In the intervening years, Quiñones developed a taste for politics, and was ultimately elected a Democratic district leader. At the Democratic National Convention in 2000, she led a protest effort on behalf of the decades-long campaign to close the U.S. Navy’s facility on Vieques, a small island off the coast of Puerto Rico. That facility was eventually shuttered in 2003.
“I participated in Occupy Wall Street, just protested. I’ve always protested,” she remembered. “And we’re already [in NYCHA], so we’re already occupying. This is our home. So why not call it Occupy NYCHA?”

Flyer for the planned July 26 protest at City Hall. (Gothamist / Michael McDowell)

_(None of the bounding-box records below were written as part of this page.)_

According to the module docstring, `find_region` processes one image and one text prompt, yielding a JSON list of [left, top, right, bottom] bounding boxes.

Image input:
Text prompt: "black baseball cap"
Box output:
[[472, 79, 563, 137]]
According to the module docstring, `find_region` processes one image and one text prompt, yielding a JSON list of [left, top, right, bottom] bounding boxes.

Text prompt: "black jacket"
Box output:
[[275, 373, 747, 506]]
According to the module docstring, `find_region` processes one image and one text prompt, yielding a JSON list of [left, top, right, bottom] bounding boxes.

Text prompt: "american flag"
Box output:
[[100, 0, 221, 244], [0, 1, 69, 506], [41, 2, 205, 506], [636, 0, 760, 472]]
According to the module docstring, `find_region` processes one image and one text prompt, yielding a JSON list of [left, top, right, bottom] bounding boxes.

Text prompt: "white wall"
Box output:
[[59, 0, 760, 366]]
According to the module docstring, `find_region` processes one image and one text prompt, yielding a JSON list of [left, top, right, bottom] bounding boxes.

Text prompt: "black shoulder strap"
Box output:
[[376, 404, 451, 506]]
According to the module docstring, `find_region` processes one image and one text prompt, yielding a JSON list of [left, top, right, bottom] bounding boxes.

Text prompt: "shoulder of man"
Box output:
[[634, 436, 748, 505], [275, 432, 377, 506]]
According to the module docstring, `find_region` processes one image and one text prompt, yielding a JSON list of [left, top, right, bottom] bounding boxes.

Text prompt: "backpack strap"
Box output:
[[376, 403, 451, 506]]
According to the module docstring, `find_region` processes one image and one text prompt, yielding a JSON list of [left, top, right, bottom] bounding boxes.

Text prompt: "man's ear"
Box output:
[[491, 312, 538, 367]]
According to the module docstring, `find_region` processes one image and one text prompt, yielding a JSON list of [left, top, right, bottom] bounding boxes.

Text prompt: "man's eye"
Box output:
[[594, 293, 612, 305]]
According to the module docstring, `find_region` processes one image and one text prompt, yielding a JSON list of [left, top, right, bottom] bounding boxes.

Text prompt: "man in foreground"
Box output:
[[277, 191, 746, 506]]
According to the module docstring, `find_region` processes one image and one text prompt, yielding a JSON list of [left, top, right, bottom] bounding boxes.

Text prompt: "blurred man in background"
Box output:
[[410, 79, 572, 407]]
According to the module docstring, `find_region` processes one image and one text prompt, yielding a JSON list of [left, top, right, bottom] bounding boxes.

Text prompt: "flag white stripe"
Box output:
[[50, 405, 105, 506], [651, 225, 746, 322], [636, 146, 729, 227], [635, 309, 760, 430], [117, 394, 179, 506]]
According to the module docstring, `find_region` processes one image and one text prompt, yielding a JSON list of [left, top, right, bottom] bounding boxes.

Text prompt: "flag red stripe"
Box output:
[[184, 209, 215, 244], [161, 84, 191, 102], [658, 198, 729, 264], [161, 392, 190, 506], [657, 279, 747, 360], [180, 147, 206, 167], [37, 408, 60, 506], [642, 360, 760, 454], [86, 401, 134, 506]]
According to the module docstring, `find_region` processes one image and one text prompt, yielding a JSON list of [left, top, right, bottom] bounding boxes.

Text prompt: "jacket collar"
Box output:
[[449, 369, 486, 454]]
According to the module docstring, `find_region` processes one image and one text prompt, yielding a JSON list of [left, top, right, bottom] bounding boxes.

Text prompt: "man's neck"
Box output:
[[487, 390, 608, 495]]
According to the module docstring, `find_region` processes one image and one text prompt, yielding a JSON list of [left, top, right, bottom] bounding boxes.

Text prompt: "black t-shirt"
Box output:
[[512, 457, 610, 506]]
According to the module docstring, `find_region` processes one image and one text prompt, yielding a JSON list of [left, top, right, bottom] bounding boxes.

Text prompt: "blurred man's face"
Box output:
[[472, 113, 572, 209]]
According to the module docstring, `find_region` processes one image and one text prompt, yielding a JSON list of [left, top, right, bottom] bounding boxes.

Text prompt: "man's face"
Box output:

On July 12, nearly a hundred NYCHA tenant association presidents and residents—from as far away as Castle Hill in the Bronx, Arverne and Far Rockaway in Queens, and Mariners Harbor and Richmond Terrace in Staten Island—convened in the gymnasium of the Dream Charter School near Washington Houses. Among them was Daniel Barber, president of Jackson Houses, in the Bronx, as well as chair of the Citywide Council of Presidents, a NYCHA tenant president organization. He say he’ll be there on July 26, and hopes for a large turnout.
“Residents are fed up, so they’re starting to come out," said Barber. "I hope Carmen can get a thousand people—I do hope they come out. It starts with the residents, the residents have to say enough is enough, and be willing to stand up and fight for what they call home."
There is some evidence the word is getting out: In the lobby of a NYCHA development Gothamist visited while pursuing another story, a woman was taping Occupy NYCHA flyers to the walls. Did she know the organizers? No, she hadn't met them just yet, she said, but she'd seen a post on Facebook and planned to attend Friday's rally.
After July 26th, the group plans to hold town halls in the South Bronx—hosted by a co-organizer, Ronald Topping, who is president of the John Adams Houses—and in Queens, home of another leader, Manny Martinez, tenant president at the South Jamaica Houses.
Beyond that, Occupy NYCHA hopes to harness the immense political potential that approximately 400,000 NYCHA residents could wield. Organizers said they are keen to hold voter registrations in every development, and to run candidates at the local level to challenge elected officials who NYCHA residents feel have been unresponsive to their concerns.
That includes Quiñones, who plans to run for office, although she remained mum as to which race she would enter. However, City Council Member Mark Levine, who represents the 7th District, is widely expected to seek higher office, and his seat could be the one she’s eyeing.
"Why do they think they'll get away with this?" Quiñones asked, referring to those elected officials who support RAD and PACT. "Because public housing residents don't vote."